“Tu as beaucoup changé !”
J’ai beaucoup entendu cette phrase lors de mon récent séjour (éclair) au Cameroun. Elle est souvent venue d’une personne qui m’est proche, une personne qui a le même âge que moi, avec qui j’ai grandi et qui a été aux premières loges alors que je vivais mes frasques d’adolescente et de jeune adulte. Elle est souvent venue d’autres gens également, et le dénominateur commun à toutes ces personnes est que nous ne nous étions pas vus depuis longtemps.
Ce « Tu as beaucoup changé » n’avait pas toujours une connotation positive. Je semblais parfois ne plus être celle qu’on s’attendait à voir, celle avec qui on avait du fun, celle avec qui on pouvait rire de tout partout. Le peu de fois où une appréciation sous-tendait cette phrase venait comme un rafraichissement.

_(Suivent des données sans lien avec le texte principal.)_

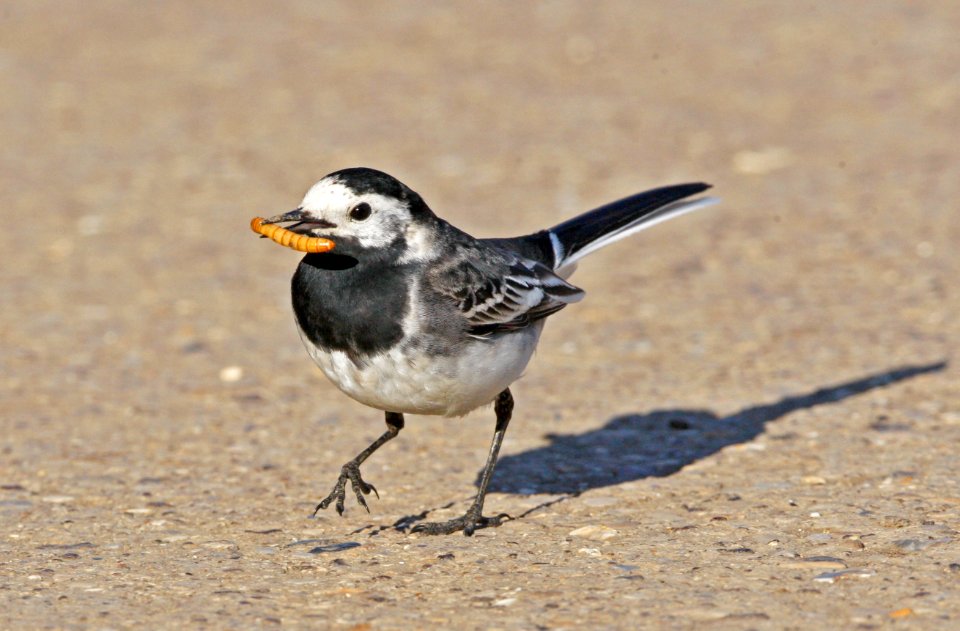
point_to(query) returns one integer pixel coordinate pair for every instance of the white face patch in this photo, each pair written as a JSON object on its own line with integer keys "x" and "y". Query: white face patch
{"x": 331, "y": 201}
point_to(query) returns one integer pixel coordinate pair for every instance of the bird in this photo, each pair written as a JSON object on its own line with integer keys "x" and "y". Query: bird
{"x": 408, "y": 314}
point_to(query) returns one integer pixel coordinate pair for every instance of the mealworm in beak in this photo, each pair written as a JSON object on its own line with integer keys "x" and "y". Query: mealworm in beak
{"x": 290, "y": 239}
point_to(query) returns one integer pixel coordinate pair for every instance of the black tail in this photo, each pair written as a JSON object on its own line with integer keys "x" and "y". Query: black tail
{"x": 577, "y": 233}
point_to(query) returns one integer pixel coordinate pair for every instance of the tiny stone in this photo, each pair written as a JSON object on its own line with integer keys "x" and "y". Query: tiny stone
{"x": 916, "y": 545}
{"x": 231, "y": 374}
{"x": 832, "y": 577}
{"x": 595, "y": 533}
{"x": 817, "y": 562}
{"x": 57, "y": 499}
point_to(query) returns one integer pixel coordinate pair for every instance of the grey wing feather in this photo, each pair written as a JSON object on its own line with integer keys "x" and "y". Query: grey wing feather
{"x": 498, "y": 291}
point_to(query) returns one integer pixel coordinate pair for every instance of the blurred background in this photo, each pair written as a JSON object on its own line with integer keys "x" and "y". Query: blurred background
{"x": 145, "y": 330}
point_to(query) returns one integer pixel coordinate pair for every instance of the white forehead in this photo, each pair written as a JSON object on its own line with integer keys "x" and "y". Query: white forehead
{"x": 330, "y": 195}
{"x": 326, "y": 194}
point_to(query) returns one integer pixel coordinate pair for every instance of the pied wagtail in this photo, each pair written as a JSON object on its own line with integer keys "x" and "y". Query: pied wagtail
{"x": 410, "y": 315}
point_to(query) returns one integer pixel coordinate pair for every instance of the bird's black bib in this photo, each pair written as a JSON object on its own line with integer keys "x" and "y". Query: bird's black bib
{"x": 355, "y": 305}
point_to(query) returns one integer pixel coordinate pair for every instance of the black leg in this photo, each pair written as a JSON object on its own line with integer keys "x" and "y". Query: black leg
{"x": 351, "y": 470}
{"x": 473, "y": 519}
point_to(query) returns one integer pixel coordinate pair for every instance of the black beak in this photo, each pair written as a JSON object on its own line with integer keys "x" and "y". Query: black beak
{"x": 302, "y": 218}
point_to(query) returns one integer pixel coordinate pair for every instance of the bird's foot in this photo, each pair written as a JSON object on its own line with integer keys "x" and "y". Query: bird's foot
{"x": 351, "y": 472}
{"x": 468, "y": 523}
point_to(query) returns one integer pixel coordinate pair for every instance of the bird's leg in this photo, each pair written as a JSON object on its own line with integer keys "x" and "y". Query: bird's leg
{"x": 351, "y": 470}
{"x": 474, "y": 519}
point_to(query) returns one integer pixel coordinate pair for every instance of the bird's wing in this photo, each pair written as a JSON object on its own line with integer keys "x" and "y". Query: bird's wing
{"x": 498, "y": 291}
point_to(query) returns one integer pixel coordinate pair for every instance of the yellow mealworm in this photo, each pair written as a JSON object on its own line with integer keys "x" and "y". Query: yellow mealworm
{"x": 290, "y": 239}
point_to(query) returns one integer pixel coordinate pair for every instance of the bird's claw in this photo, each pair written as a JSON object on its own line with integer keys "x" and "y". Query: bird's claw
{"x": 468, "y": 523}
{"x": 351, "y": 472}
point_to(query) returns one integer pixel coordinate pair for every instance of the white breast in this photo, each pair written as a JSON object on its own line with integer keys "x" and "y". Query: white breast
{"x": 411, "y": 381}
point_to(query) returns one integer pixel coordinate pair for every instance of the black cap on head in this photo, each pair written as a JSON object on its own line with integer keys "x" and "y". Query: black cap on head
{"x": 363, "y": 180}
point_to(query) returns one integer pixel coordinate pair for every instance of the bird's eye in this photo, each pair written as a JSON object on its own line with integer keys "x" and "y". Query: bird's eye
{"x": 360, "y": 212}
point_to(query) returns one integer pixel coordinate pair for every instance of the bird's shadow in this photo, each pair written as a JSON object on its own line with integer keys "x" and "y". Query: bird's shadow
{"x": 659, "y": 443}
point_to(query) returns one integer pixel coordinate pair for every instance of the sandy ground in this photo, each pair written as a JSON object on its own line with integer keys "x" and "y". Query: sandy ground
{"x": 746, "y": 424}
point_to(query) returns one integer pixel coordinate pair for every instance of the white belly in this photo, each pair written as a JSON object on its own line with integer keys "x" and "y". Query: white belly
{"x": 414, "y": 382}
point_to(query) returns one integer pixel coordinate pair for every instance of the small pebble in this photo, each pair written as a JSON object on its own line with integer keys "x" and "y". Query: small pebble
{"x": 832, "y": 577}
{"x": 818, "y": 562}
{"x": 762, "y": 161}
{"x": 595, "y": 533}
{"x": 57, "y": 499}
{"x": 231, "y": 374}
{"x": 916, "y": 545}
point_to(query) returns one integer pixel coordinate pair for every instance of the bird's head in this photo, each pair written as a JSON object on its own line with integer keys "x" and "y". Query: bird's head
{"x": 361, "y": 207}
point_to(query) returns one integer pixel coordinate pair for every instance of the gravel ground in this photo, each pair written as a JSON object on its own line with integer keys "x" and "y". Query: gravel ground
{"x": 750, "y": 422}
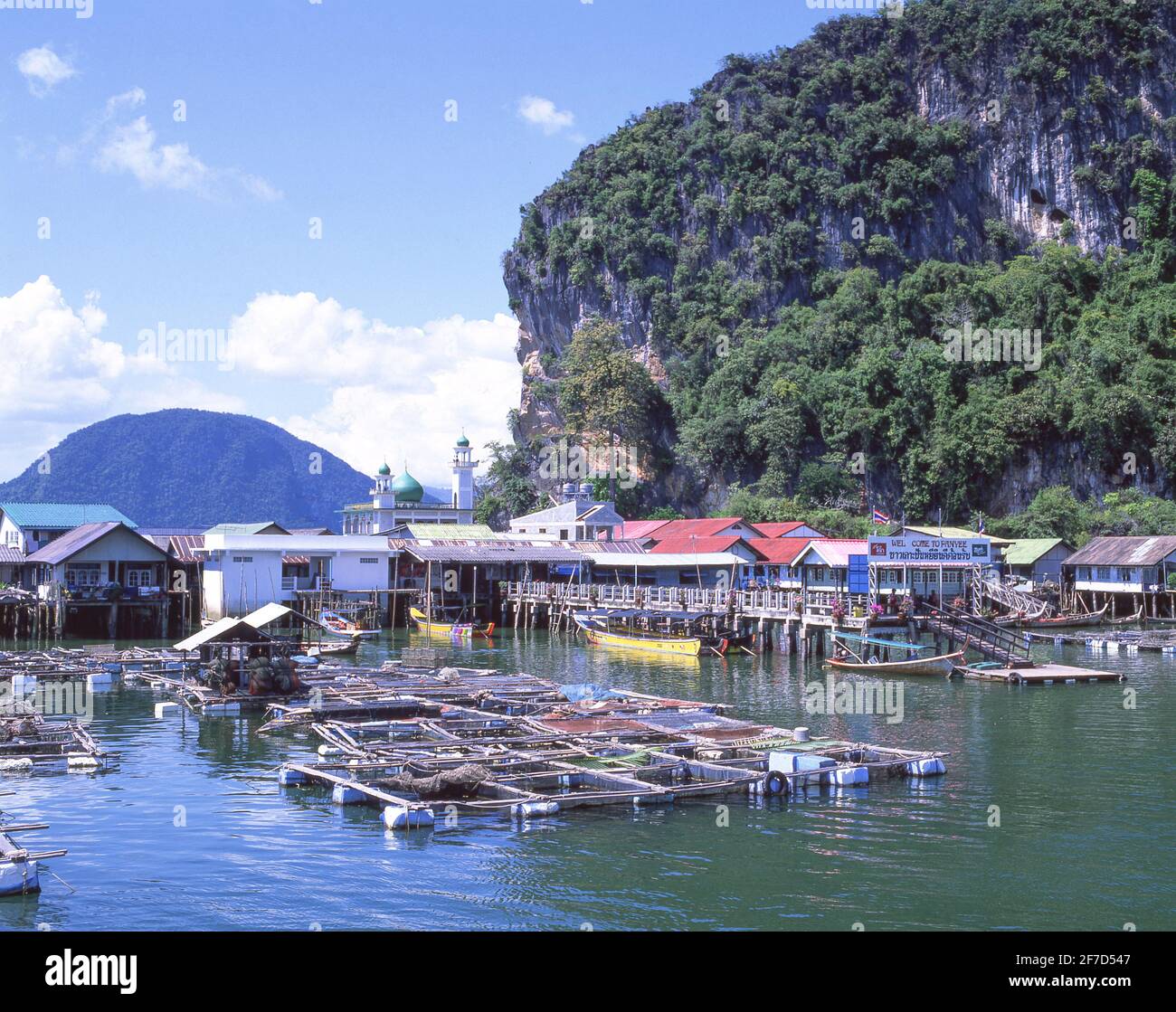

J’ai souvent écrit sur le changement, et le propos central à ces textes a pratiquement toujours été ma peur du changement, ma peur de l’inconnu, ma peur de ne plus être la Moi à laquelle je m’accroche pour me rassurer, surtout dans les moments de grands doutes où un changement est souvent la seule issue positive. Il y a quelques années encore, me dire que j’avais changé resonnais à mes oreilles comme une insulte, une critique négative, une accusation. Je n’étais plus celle qu’on connaissait et qu’on appréciait, et je me suis longtemps empêchée d’évoluer pour ne pas « décevoir », pour toujours fit in, pour continuer de faire partie du groupe même si je savais ne plus y avoir ma place. La peur d’en créer une autre quelque part était paralysante.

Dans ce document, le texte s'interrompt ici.